[MUD-Dev] Questions about my MUD design

eric leaf ericleaf at pacbell.net
Thu Dec 12 17:21:43 CET 2002


Christer Enfors wrote:

>   2) As is probably obvious to most of you, this is one of those
>   over-ambitions projects that are never finished. I know, I've
>   been there before. What can I do to overcome this obstacle? One
>   thing I will probably do is aim for an early public alpha, when
>   only the most basic features are implemented. If I get even just
>   a few players into the MUD, I think their feedback will help
>   keep me motivated. Or would that be a bad idea? Will I just make
>   a poor first impression by allowing players into a half-finished
>   MUD?

This no doubt varies per individual, however if you are looking at a
community effort or open source project early alphas are the only
(most likely) way it will survive. Personally I would wait until its
playable at some level, and then keep it playable all the time
during the developement process (from alpha on).

>   3) Can you see any glaring problems in my design, as outlined
>   above? I'd rather not start implementing something that has
>   obvious problems in its design that I just haven't spotted
>   myself.

Alot of what you are talking about I'd classify as difficult. You
talked of road building as if it would already exist in the world,
yet you say it as if no roads will already exist. This troubles me
in the sense that it seems an artificial barrier, or something akin
to busy-work for the players. If you have road technology why isn't
it already in use?  Now if you plan to have a main settlement where
players will start and then they must build their own devices to
settle a player run town thats a little different. Also along those
lines this talk of mayor for each town and player made town, unless
your town creation process involves a registration process I don't
see how you'd control that, or even want to control it.  Maybe a
clan of highwaymen settle an area, most likely they have a leader
that is closer to a dictator than mayor.

Some other things are difficult, like the farmer model you
proposed. Are my crops an active part of the world?
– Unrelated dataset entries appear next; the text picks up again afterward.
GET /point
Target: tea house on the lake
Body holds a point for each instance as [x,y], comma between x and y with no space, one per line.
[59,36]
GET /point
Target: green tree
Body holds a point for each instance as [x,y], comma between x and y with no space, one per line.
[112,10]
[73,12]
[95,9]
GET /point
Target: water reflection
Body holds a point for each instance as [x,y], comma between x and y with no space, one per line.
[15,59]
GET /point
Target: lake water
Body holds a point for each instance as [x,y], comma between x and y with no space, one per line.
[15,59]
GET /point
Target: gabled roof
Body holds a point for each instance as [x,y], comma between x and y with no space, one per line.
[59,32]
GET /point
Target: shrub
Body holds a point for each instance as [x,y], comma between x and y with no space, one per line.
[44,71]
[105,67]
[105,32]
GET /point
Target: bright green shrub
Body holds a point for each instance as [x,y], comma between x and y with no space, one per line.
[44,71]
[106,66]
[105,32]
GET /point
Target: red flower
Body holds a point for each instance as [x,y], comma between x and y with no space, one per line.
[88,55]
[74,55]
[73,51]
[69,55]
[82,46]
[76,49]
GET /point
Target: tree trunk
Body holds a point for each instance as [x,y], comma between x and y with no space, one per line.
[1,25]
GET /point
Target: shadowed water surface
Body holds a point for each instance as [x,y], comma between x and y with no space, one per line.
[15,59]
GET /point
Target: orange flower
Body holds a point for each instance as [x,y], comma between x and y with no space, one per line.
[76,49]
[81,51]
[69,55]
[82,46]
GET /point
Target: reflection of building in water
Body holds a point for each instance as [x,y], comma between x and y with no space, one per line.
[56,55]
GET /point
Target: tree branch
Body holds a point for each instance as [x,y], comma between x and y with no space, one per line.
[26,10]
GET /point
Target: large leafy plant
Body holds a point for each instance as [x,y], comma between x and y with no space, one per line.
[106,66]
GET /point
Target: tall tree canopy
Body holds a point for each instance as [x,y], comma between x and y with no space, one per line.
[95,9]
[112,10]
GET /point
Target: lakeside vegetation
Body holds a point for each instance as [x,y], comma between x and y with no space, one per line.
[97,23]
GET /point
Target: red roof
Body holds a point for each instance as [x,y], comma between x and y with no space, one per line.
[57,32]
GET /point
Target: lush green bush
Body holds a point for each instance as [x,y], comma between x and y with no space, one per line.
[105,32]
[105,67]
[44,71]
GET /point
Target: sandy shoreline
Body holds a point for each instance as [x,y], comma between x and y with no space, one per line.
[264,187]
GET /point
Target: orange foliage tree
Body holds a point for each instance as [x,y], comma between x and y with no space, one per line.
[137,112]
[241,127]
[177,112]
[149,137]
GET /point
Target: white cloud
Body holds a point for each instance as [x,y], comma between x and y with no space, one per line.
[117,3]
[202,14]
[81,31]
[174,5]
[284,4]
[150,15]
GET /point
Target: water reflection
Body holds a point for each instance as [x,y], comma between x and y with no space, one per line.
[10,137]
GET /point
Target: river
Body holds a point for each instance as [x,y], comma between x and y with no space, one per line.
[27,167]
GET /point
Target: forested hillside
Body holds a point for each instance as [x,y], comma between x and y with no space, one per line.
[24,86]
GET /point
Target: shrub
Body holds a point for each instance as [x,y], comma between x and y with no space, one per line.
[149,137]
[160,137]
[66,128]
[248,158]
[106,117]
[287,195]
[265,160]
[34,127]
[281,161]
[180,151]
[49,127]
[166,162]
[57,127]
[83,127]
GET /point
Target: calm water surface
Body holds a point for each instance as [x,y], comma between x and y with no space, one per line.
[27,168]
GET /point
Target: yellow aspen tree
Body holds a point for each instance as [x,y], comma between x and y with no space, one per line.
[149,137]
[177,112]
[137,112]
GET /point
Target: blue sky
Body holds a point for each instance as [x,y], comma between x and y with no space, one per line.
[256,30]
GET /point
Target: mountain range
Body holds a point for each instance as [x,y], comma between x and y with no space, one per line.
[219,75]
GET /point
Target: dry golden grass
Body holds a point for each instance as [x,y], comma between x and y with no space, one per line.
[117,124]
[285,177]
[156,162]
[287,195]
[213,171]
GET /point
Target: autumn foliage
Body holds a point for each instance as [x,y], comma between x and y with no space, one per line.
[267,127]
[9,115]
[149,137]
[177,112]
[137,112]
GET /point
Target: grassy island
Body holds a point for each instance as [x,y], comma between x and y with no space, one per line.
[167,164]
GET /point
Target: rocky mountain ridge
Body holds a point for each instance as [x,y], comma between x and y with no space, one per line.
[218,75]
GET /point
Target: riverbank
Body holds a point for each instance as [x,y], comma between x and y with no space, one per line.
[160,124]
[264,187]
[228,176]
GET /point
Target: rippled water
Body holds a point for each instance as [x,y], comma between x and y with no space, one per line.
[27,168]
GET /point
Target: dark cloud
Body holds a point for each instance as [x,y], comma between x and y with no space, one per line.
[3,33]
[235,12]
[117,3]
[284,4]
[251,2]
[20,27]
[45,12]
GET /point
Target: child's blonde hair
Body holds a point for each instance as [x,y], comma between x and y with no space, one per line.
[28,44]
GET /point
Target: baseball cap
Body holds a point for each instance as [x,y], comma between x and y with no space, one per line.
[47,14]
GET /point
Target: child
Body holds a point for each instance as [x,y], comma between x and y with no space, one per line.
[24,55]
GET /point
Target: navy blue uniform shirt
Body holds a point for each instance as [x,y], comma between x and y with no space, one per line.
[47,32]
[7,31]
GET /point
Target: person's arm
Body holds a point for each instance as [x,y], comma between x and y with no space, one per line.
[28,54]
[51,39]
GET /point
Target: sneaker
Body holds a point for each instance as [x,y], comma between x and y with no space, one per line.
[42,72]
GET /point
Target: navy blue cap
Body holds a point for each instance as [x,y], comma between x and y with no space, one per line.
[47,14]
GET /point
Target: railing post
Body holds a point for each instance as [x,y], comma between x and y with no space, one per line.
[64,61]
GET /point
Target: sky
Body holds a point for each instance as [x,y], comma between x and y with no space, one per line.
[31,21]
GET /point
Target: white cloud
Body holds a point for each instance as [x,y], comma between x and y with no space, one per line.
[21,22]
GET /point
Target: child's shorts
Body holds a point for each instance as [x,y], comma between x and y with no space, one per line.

Do I need and
build tools to compete or is it in some period? (Ox drawn plow?) If
the crops are not an active part of the world, you dodge some of the
issues. (ie Crop theft) But then is it a farm simulation at all or
just a device to simulate a local economy? If farming is really no
different than blacksmithing (ie get raw material, type "make
thing", wait few seconds, get thing and use it, sell it, etc) than
the only drive to farm will be some artificial economic incentive,
like its more profitable than making swords. And then that opens a
new can of worms. The modern day farm is a product of
industrialization, which is far more advanced than most periods in
MUDs. And most references to current in-game town building are land
based (ie only available land) not community based (close to water,
ariable land, etc). In other words, in UO, player run towns were
built around already present crossroads in the static world, and it
had very little to do with location in the sense of building a
community. A new blacksmith if far more likely to move to a town and
stay there if there is no other blacksmith there, where his skills
would be the most valuable. However, ignoring all of that for a
moment I believe that farming is the main driving force in any sort
of town building, at least in human history. But on the same token
its all for nothing unless food actually has a power in the world,
you mention stat reduction, you obviously won't be getting taste
involved, so will that be enough to motivate people to farm?


HTH and is not completely gibberish to you.